Thread: Schubert v. City of Springfield
If you conceal, then you better conceal very well in the First Circuit according to Schubert v. City of Springfield.
...Plaintiff-Appellant Greg Schubert brought a civil rights claim pursuant to 42 U.S.C. § 1983 against the City of Springfield and police officer J.B. Stern. Schubert 1 alleged that his Fourth and Fourteenth Amendment rights were violated when Officer Stern stopped him in front of the Springfield courthouse to investigate Schubert's possession of a handgun. The district court granted summary judgment in favor of the officer as to all claims against him and dismissed sua sponte Schubert's claims against Officer Stern's employer, the City of Springfield. Having carefully reviewed the facts of the case and the applicable case law, we affirm the district court's decision in full.
...The precise location of the gun is inconsequential; what matters is that Stern observed the weapon on Schubert's person. Further, whether or not passers-by saw the gun is immaterial to the question of whether an objective officer who observed Schubert walking in such a manner would possess reasonable suspicion of criminal activity.

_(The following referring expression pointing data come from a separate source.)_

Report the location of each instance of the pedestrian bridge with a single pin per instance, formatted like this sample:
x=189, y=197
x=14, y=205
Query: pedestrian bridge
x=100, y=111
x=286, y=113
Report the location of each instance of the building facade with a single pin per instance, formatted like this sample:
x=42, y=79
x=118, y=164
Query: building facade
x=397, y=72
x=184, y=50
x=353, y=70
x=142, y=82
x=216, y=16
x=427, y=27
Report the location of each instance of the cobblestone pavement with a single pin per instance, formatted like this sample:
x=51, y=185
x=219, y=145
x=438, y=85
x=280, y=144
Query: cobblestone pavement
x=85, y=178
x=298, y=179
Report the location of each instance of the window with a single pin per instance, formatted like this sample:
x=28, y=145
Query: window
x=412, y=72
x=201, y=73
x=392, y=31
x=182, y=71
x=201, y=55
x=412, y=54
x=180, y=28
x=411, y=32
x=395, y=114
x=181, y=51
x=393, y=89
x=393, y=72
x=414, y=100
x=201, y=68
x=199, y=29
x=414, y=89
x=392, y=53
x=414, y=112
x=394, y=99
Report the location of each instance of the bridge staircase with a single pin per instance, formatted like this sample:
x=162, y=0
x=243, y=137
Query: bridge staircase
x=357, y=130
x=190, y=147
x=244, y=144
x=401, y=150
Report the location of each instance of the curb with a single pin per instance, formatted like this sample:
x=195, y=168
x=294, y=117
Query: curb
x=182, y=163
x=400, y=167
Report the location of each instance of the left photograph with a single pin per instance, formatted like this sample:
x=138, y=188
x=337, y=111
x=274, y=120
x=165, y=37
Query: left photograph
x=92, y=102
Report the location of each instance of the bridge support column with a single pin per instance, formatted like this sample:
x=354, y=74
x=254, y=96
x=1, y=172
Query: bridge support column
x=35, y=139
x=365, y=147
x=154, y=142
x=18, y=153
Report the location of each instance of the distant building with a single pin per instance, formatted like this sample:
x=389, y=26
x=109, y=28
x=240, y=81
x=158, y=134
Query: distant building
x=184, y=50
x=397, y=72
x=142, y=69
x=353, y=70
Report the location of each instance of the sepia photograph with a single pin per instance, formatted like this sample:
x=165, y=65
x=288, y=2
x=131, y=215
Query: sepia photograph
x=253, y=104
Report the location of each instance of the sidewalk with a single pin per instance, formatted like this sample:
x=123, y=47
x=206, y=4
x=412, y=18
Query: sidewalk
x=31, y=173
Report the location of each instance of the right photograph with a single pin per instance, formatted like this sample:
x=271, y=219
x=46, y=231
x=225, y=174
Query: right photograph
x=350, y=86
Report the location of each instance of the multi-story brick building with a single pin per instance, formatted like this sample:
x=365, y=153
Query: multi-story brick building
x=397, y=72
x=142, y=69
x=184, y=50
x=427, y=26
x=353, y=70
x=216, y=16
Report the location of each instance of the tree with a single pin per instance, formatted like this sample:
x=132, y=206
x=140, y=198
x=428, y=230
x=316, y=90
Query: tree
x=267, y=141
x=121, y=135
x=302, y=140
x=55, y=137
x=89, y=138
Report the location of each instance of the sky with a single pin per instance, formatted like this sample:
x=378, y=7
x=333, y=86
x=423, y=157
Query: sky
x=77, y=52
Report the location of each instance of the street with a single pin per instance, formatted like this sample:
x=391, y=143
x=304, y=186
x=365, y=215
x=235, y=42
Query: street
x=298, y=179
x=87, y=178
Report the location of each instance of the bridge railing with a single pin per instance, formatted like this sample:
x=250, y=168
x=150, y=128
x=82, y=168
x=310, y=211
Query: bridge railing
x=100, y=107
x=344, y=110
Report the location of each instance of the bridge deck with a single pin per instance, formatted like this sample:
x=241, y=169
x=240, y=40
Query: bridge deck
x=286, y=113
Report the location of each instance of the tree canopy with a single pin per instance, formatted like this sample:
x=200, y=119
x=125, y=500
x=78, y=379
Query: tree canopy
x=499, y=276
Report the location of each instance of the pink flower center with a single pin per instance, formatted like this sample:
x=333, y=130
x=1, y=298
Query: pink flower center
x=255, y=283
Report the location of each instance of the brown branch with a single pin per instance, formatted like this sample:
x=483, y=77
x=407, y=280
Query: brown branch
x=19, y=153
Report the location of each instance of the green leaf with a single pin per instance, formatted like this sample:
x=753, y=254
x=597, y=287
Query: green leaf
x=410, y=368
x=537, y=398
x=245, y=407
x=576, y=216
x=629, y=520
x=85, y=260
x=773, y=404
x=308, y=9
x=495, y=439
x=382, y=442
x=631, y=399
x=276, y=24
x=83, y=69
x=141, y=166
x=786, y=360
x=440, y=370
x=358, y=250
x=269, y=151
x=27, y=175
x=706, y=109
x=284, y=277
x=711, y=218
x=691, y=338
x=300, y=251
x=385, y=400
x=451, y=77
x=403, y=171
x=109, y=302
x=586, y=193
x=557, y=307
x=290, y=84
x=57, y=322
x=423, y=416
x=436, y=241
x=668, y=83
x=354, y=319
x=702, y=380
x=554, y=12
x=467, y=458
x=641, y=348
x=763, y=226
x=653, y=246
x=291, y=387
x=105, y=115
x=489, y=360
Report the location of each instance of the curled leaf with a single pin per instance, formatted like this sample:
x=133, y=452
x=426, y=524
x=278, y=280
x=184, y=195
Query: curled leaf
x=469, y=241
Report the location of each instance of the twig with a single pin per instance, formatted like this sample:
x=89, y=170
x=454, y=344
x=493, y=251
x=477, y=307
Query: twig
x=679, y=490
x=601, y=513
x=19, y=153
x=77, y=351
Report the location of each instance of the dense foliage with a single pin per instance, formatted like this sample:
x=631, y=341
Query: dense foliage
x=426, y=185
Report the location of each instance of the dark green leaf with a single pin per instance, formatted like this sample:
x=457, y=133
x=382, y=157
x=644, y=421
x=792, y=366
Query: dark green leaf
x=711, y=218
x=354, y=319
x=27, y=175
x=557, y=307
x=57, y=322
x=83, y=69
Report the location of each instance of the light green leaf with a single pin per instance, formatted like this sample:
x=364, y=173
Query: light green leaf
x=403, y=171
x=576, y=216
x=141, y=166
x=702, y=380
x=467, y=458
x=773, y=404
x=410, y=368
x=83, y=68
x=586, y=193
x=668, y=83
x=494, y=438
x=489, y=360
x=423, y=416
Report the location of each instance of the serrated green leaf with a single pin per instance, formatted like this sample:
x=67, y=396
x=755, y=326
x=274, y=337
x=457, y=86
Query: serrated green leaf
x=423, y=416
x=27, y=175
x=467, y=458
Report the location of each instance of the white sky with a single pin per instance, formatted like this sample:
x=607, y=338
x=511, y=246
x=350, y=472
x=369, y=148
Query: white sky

And the cop left the man unarmed in a "high crime" area. Nice guy.. . . once Stern had reasonable suspicion justifying a stop, he was permitted to take actions to ensure his own safety. . . . The officer took several reasonable steps given that Schubert was an unknown armed man walking in that particular location: he emerged quickly from his vehicle, drew his gun, executed a pat-frisk, requested identification and a gun license, attempted to confirm the validity . . . Just as an officer is justified in attempting to confirm the validity of a driver's license, such a routine check is also valid and prudent regarding a gun license.
As it happens, Massachusetts did not have a simple way for police officers to conduct such a check, so Stern's effort to do so took several minutes. But the entire stop took only ten minutes and when Stern realized that he would not be able to confirm the gun license within a reasonable time, he sensibly opted to terminate the stop and release Schubert, but retain the weapon.